AWS Site-to-Site VPN Connection and Distrubution over AWS Transit Gateway.

AWS Site-to-Site VPN and Transit Gateway Cross-Account Routing

Introduction

In enterprise cloud infrastructures, establishing secure and scalable network connections between different AWS accounts and VPCs (Virtual Private Cloud) is of critical importance. AWS provides powerful services such as Site-to-Site VPN and Transit Gateway to meet this need. In this article, we will explain step by step how to route network traffic between multiple AWS accounts using Site-to-Site VPN and Transit Gateway.

1. Basic Concepts

Site-to-Site VPN

AWS Site-to-Site VPN creates an encrypted tunnel between your on-premises data center and your AWS VPC. This enables secure data transmission between your on-premises network and cloud environment.

Transit Gateway

AWS Transit Gateway allows you to connect multiple VPCs and on-premises networks through a central hub.
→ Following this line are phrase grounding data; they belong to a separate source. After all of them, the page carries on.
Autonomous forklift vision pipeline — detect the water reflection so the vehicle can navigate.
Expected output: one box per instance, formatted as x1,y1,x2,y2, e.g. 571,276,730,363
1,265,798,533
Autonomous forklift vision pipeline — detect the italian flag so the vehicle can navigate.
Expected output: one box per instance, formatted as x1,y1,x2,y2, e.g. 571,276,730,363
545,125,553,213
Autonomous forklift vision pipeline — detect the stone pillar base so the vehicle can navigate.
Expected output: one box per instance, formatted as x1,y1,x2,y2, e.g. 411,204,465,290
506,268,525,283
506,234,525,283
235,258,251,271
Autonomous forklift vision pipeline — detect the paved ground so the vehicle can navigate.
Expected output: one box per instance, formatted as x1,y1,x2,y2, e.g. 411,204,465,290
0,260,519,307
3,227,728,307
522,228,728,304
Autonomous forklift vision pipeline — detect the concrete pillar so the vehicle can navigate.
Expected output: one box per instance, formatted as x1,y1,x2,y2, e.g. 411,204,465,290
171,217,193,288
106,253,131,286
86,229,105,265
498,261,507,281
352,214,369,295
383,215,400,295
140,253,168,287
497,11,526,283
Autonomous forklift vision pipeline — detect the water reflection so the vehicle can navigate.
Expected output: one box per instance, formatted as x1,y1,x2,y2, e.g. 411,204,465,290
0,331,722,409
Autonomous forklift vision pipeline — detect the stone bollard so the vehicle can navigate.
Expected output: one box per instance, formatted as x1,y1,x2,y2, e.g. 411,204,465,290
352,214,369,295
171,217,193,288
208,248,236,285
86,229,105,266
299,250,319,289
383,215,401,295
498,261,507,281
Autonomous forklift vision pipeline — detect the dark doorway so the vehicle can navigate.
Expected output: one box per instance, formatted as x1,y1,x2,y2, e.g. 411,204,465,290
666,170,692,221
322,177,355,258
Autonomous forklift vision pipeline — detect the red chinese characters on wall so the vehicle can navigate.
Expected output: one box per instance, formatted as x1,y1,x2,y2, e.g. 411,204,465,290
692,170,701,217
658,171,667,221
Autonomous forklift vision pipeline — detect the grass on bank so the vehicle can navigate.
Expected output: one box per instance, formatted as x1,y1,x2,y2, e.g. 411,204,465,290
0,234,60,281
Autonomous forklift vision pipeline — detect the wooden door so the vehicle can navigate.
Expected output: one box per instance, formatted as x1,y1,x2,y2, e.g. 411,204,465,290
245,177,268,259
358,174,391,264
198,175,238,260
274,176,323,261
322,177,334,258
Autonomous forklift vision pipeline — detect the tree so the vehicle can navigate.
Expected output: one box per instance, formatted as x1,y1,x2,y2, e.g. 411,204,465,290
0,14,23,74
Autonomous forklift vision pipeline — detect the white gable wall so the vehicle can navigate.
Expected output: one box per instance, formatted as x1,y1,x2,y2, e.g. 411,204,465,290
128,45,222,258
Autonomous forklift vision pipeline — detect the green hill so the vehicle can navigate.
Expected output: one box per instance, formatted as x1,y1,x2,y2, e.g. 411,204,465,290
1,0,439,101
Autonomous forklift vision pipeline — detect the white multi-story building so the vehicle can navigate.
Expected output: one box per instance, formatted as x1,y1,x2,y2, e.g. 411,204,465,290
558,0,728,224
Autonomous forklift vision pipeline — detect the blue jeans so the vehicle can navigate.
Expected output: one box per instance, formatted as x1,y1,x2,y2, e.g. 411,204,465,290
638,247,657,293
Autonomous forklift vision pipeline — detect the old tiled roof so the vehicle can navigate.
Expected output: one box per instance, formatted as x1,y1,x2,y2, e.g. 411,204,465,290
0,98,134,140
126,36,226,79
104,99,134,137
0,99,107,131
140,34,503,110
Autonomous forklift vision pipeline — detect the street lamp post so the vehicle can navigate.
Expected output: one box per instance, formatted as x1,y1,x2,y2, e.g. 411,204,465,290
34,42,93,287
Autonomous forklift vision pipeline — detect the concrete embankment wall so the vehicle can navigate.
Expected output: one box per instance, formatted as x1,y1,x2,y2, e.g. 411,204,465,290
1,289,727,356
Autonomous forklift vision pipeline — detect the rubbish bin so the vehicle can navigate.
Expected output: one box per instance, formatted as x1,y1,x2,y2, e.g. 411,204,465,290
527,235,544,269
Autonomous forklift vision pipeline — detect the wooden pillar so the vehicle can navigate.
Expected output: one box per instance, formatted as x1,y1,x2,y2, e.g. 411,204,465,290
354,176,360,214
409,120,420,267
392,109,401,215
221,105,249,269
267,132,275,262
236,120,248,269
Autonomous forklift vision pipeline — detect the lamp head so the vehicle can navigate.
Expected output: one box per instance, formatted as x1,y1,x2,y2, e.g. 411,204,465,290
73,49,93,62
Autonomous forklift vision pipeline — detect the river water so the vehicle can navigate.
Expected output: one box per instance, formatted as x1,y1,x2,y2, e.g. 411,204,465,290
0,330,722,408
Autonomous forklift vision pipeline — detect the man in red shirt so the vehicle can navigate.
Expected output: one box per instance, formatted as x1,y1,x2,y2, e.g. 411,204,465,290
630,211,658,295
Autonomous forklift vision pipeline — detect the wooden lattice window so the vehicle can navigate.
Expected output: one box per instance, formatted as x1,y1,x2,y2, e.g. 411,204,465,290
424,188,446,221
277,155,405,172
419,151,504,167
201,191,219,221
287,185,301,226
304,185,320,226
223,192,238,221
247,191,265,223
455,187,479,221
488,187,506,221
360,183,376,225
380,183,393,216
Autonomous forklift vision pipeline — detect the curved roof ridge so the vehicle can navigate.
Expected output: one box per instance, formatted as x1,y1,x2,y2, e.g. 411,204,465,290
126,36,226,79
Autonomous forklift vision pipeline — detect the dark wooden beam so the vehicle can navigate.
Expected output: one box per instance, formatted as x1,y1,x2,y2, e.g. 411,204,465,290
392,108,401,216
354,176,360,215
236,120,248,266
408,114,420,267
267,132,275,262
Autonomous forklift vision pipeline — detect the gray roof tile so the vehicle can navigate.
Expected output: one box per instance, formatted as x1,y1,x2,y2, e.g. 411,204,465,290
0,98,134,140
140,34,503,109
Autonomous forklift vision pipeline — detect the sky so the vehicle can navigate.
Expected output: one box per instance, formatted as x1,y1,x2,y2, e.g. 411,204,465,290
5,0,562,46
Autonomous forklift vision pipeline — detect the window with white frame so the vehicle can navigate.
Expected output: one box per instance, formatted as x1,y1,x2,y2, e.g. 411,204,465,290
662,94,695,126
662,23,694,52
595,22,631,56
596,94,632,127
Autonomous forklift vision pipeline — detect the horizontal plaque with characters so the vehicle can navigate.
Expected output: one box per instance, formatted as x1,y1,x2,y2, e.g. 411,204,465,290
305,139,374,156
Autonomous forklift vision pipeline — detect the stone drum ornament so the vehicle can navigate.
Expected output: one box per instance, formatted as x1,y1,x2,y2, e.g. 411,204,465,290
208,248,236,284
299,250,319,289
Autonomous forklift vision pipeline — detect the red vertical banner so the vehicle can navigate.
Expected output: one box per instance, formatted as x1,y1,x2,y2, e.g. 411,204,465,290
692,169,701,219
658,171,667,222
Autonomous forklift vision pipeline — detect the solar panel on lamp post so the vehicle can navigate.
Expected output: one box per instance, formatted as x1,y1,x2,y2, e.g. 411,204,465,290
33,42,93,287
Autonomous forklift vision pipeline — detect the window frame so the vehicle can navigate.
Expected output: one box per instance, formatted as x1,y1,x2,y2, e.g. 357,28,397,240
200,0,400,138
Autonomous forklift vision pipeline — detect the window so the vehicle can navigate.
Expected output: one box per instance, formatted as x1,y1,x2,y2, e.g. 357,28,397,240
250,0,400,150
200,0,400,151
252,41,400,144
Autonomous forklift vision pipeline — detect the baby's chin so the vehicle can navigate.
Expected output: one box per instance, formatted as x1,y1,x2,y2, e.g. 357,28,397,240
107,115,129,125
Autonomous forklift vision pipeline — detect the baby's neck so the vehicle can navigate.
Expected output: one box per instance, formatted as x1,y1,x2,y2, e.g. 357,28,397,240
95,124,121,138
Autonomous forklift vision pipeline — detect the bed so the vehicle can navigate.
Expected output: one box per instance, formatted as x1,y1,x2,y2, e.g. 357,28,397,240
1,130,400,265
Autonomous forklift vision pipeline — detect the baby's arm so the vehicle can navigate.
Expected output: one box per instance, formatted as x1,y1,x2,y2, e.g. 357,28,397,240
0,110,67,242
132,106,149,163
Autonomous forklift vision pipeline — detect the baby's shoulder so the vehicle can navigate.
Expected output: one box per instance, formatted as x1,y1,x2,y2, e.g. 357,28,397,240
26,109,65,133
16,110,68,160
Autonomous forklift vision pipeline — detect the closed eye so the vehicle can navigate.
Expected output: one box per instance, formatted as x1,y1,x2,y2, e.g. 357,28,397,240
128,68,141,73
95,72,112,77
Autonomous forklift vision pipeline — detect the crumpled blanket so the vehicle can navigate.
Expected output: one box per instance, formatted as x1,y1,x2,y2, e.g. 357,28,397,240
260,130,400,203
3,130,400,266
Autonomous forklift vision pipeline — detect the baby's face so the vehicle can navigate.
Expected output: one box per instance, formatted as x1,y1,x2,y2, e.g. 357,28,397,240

This structure simplifies network management and increases scalability.

2. Scenario and Architecture Definition

Account A: Main AWS account connected to on-premises data center.
Account B and C: VPCs located in different AWS accounts.
Objective: Provide secure and centralized access from on-premises data center to VPCs in Account B and C.

3. Step-by-Step Setup

3.1. Creating Transit Gateway (Account A)

Sign in to AWS Management Console with Account A.
Follow the steps: VPC Dashboard > Transit Gateways > Create Transit Gateway.
Give the Transit Gateway a meaningful name and configure necessary settings.
Note the Transit Gateway ID.

3.2. Creating Transit Gateway Attachments

a) Connecting Account A's VPC to Transit Gateway

Create a new attachment from the Transit Gateway Attachments section in VPC Dashboard.
Select the relevant VPC in Account A and connect it to the Transit Gateway.

b) Creating VPC Attachments in Other Accounts (B and C)

In Account B and C, enable Transit Gateway sharing through Resource Access Manager (RAM).
Share the Transit Gateway from Account A.
In Account B and C, connect their own VPCs to the Transit Gateway using the shared Transit Gateway.

3.3. Site-to-Site VPN Setup

Create Customer Gateway and Virtual Private Gateway in Account A.
Create Site-to-Site VPN Connection and enter your on-premises network information.
Connect the VPN connection to the Transit Gateway (create Attachment).

3.4. Route Table and Routing

Add routes to each VPC's route table to route traffic to other VPCs and on-premises network through the Transit Gateway.
Define rules in the Transit Gateway Route Table to route incoming traffic to the correct VPC or VPN.

3.5. Security Groups and NACLs

Configure security groups and network access control lists (NACL) to allow relevant ports and protocols.

4. Testing and Validation

Test the connection by pinging or SSH connecting to resources (e.g., EC2) in Account B and C from the on-premises network.
Monitor traffic using AWS VPC Flow Logs and CloudWatch.

5. Best Practices

Segment Transit Gateway Route Tables to ensure network isolation.
Securely manage resource sharing with IAM and RAM.
Use two tunnels for high availability in VPN connections.

Conclusion

With AWS Site-to-Site VPN and Transit Gateway, you can establish a centralized, secure, and scalable network architecture between different AWS accounts and on-premises networks. This structure greatly simplifies network management in large-scale and multi-account architectures.